Magdalen told all her friends that very soon she would be the Electress. The Elector was going to marry her. He had a wife already? Oh, but the Elector believed that in certain circumstances a man should have two wives.

Madam von Roohlitz had discreetly let it be known that anyone seeking honours should come to her. Magdalen would be able to arrange anything with the Elector she considered desirable, but as she would be very busily occupied her mother would shoulder some of her daughter's responsibilities.

Madam von Roohlitz was almost delirious with the new sense of power.

Her suggestion of another marriage had worked very well. Magdalen had learned her part adequately; she had told her lover how much she desired to be his wife and he yearned to grant her wish.

She assured herself that the plot was succeeding far better than at first she had thought possible. The fact was that the Electress was such a spineless creature that no one cared to defend her. Her only friends, the Brandenburgs, were far away; but she must impress on Magdalen the need to get this matter settled as quickly as possible.

However she was soon disappointed for although the Elector would willingly have married Magdalen, his ministers had refused to consider the question.

"It strikes at the very tenets of our Faith," they declared. "It is quite impossible."

"Nothing is impossible if I decide it shall be done," shouted John George.

"Your Highness," he was told, "a man who has one wife in the eyes of God cannot have another until her death. That is the law of the Church and the State."

"I will be my own law! " he cried.

But he knew they would not allow Magdalen to be his wife and he would remain married to that woman whom he had come to loathe ... until death parted them.

He was angry but not so deeply as Madam von Roohlitz. He still had his mistress even though he could not make her his wife. As for Madam von Roohlitz, what had become of the lucrative business she was going to build up by selling honours to those who could pay well enough for them?

She shut herself in her apartments and would see no one ... not even Magdalen.
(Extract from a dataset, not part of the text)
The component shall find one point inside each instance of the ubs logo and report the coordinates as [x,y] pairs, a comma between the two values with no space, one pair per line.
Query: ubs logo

Till death parts them! she murmured and seemed to derive a little comfort from the thought.

Someone was standing by Caroline's bed.

"Wake up your mother has sent for you."

Caroline scrambled up. It was dark and the candle threw the long shadow of her nurse on the wall.

"What is it?" she asked, her teeth beginning to chatter because she was conscious of a sense of doom.

"Your mother has been taken ill and is asking for. you."

"How... ill?"

"Don't talk so much. She's waiting."

As she was hurried into her robe she was thinking: She is going to die. She will tell me what I have to do when I am alone.

Then a feeling of desolation struck her and she knew that she had rarely been so frightened. She was so lonely. She had no friends in this alien court. Because she was her mother's daughter nobody wanted her.